Amman, MINA – Hilmi Al-Bilbisi mantan pemimpin gerakan Fatah menggambarkan penandatanganan perjanjian Oslo lebih berbahaya daripada Deklarasi Balfour terhadap nasib rakyat Palestina.
“Masyarakat kita saat ini lebih sadar akan dampak Perjanjian Oslo yang hanya menambah nasib buruk Palestina,” ujarnya, menyikapi Perjanjian Oslo, yang ditandatangani di Washington pada tanggal 13 September 1993. Seperti dilaporkan Quds Press, Rabu (13/9).
Al-Bilbisi menilai penandatanganan perjanjian tersebut merupakan “sebuah penyerahan pemegang hak sah yang tertindas kepada agresor”.
Dia menambahkan, nasib saat ini rakyat Palestina yang resisten di Jalur Gaza, atau kamp Jenin, Nablus, 48 wilayah, dan desa-desa dan kota-kota kamp Palestina di dalam dan di luar negeri adalah dampak dari Perjanjian Oslo.”

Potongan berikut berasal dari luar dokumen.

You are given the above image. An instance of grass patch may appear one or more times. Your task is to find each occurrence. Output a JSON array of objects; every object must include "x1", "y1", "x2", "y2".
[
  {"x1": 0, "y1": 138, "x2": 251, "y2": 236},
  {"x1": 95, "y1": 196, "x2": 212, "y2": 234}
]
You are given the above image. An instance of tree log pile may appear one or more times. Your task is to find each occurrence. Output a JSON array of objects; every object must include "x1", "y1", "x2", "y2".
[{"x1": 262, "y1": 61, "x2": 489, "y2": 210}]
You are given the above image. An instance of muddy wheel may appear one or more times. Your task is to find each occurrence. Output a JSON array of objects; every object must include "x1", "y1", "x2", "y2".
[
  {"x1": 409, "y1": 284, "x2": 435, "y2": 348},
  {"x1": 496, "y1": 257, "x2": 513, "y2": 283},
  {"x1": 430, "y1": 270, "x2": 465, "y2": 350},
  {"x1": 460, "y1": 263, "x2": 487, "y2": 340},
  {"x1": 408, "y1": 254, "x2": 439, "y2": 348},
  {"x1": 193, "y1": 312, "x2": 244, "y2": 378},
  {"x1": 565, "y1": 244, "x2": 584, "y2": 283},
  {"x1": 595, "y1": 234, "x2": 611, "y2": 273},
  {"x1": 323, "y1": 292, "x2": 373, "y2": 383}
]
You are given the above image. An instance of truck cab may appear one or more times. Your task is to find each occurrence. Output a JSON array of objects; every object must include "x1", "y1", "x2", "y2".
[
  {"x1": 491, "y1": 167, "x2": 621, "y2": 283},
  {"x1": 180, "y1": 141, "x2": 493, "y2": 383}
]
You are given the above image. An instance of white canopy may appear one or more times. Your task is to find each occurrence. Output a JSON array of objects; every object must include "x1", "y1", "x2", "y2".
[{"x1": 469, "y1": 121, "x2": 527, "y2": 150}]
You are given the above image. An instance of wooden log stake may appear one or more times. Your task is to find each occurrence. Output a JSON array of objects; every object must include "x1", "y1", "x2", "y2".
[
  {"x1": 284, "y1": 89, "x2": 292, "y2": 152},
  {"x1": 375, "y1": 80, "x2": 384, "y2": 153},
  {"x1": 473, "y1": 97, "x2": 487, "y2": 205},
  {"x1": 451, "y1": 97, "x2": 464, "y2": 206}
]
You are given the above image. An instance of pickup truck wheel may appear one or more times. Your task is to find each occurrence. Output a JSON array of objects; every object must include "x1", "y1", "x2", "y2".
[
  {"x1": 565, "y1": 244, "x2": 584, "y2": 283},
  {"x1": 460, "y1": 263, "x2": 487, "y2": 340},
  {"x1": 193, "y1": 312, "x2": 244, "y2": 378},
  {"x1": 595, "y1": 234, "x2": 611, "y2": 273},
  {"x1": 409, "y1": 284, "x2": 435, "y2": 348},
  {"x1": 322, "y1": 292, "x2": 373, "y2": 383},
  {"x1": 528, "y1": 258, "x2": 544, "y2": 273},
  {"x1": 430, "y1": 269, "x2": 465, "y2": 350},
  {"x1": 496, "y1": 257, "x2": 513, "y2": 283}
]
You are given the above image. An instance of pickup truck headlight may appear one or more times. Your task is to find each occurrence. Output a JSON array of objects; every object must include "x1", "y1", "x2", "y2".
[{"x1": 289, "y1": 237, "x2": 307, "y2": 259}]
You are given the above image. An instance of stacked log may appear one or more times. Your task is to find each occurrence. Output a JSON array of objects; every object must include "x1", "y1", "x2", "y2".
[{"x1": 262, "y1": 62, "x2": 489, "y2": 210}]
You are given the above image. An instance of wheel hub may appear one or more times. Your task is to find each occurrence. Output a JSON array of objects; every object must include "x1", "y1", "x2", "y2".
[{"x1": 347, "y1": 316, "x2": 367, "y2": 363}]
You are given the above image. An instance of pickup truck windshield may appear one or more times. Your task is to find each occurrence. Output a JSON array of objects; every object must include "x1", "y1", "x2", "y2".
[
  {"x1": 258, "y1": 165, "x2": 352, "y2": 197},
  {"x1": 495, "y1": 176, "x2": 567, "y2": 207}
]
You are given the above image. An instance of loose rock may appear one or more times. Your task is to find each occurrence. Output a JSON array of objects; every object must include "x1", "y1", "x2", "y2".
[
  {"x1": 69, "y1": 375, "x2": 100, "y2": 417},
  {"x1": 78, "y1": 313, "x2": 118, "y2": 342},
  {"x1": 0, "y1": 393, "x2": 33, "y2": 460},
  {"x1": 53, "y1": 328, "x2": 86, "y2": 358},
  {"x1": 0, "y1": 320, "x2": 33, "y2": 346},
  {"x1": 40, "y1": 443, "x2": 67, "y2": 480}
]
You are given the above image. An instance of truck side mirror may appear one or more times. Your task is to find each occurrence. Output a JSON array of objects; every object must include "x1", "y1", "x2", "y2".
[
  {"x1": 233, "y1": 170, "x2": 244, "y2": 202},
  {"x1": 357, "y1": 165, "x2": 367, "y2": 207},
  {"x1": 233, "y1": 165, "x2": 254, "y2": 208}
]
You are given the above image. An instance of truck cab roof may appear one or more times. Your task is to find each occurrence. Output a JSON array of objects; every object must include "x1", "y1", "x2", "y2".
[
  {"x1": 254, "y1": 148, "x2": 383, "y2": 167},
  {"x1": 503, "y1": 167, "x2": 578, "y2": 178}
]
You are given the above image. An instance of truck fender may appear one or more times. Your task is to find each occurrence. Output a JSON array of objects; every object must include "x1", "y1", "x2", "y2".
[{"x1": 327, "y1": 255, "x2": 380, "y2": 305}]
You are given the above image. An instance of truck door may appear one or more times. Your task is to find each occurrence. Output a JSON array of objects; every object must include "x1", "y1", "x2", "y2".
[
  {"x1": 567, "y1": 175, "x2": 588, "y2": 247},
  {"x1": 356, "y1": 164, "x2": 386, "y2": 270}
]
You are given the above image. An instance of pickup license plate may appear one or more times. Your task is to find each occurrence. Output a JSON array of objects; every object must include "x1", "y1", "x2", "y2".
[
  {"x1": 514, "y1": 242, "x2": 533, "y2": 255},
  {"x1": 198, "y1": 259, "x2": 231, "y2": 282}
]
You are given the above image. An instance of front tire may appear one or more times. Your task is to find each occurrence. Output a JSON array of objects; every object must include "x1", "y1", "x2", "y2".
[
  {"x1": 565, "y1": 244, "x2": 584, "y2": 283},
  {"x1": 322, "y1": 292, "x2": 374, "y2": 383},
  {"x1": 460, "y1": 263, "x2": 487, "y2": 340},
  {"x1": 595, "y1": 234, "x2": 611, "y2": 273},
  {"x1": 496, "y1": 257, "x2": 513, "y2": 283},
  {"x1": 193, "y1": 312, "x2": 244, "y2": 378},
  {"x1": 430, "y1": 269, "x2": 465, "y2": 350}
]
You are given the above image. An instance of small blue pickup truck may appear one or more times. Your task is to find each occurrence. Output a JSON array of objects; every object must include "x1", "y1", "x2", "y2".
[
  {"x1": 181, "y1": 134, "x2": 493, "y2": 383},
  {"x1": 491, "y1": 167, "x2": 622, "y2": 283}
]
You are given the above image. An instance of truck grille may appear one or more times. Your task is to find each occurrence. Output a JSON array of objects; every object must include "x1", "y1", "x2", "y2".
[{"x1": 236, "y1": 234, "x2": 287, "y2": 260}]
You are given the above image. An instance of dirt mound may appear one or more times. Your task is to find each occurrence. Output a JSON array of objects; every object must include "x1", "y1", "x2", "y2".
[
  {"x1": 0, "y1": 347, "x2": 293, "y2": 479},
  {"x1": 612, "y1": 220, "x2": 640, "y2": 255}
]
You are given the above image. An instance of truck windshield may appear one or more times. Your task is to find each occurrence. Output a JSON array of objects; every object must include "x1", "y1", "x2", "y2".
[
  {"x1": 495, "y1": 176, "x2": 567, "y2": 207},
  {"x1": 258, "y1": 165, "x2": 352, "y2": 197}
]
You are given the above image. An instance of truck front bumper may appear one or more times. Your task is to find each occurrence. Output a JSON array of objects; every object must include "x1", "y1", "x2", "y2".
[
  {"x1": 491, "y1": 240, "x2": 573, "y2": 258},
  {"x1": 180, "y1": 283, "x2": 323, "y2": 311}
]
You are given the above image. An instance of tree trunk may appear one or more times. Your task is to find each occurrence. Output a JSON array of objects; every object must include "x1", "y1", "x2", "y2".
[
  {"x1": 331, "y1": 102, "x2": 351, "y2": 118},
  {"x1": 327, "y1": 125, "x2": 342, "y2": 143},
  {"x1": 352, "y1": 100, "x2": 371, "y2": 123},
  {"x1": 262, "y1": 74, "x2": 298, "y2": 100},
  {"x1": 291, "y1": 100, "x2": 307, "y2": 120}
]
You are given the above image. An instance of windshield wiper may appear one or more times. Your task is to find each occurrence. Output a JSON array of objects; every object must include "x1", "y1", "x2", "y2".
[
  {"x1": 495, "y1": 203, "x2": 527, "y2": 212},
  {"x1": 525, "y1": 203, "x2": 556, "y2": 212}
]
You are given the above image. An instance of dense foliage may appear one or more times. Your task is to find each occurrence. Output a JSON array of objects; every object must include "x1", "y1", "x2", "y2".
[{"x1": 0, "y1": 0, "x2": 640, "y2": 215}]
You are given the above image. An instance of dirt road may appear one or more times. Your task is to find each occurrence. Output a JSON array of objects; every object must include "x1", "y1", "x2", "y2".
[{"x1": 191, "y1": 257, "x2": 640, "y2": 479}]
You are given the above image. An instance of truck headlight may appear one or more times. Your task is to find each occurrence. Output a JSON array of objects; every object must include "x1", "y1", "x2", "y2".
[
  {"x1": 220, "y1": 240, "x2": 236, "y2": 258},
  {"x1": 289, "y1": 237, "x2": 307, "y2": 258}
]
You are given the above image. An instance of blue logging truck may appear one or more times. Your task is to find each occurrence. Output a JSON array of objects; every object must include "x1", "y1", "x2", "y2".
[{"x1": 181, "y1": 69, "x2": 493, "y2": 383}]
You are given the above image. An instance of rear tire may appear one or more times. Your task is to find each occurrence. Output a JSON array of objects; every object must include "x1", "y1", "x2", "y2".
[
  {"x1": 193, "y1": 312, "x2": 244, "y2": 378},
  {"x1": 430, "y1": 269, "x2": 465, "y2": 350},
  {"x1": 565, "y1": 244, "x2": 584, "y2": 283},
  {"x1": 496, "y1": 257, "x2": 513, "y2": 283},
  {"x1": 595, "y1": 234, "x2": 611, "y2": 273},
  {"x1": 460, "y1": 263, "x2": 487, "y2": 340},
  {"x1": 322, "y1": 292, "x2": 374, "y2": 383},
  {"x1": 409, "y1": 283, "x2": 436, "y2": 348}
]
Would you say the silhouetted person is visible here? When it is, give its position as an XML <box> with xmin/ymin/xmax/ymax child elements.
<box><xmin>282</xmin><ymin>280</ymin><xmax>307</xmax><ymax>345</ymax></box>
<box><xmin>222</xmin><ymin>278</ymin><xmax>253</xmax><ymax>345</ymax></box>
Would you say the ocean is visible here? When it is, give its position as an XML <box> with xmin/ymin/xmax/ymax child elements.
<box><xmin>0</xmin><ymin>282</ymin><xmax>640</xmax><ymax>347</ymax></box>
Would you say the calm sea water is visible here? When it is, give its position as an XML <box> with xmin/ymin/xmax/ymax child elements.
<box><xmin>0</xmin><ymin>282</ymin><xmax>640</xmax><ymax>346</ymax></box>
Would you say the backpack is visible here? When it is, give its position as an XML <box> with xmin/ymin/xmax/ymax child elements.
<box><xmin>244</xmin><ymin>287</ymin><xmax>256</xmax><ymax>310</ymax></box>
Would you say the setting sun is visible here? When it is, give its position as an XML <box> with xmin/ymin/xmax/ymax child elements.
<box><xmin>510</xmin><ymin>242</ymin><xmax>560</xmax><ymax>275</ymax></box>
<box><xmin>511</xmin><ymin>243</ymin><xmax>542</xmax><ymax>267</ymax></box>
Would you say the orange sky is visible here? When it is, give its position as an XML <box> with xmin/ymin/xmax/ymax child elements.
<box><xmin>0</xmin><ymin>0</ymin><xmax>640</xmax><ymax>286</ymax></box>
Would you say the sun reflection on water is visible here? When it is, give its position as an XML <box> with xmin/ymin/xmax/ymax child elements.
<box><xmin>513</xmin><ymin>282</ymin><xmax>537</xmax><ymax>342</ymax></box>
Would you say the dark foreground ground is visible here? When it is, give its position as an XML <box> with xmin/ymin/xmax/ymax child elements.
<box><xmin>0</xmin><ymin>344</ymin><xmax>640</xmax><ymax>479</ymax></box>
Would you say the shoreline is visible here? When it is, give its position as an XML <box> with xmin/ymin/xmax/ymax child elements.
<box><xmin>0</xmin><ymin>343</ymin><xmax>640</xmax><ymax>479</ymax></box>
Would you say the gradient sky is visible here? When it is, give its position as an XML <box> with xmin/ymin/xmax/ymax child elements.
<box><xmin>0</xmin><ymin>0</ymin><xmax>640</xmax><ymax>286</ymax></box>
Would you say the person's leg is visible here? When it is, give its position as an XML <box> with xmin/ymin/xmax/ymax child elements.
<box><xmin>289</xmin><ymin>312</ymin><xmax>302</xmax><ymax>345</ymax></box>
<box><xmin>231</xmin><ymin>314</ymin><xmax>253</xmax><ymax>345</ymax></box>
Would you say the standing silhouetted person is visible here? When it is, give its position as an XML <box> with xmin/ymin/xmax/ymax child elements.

Baca Juga: Sudah 66 Hari Israel Blokir Bantuan Kemanusiaan ke Gaza Utara
Perjanjian Oslo, yang ditandatangani di Washington pada tanggal 13 September 1993, dianggap sebagai perjanjian resmi langsung pertama antara negara pendudukan Israel, yang diwakili oleh Menteri Luar Negeri Shimon Peres, dan Organisasi Pembebasan Palestina (PLO), yang diwakili oleh Sekretaris Komite Eksekutif, Yaser Arafat.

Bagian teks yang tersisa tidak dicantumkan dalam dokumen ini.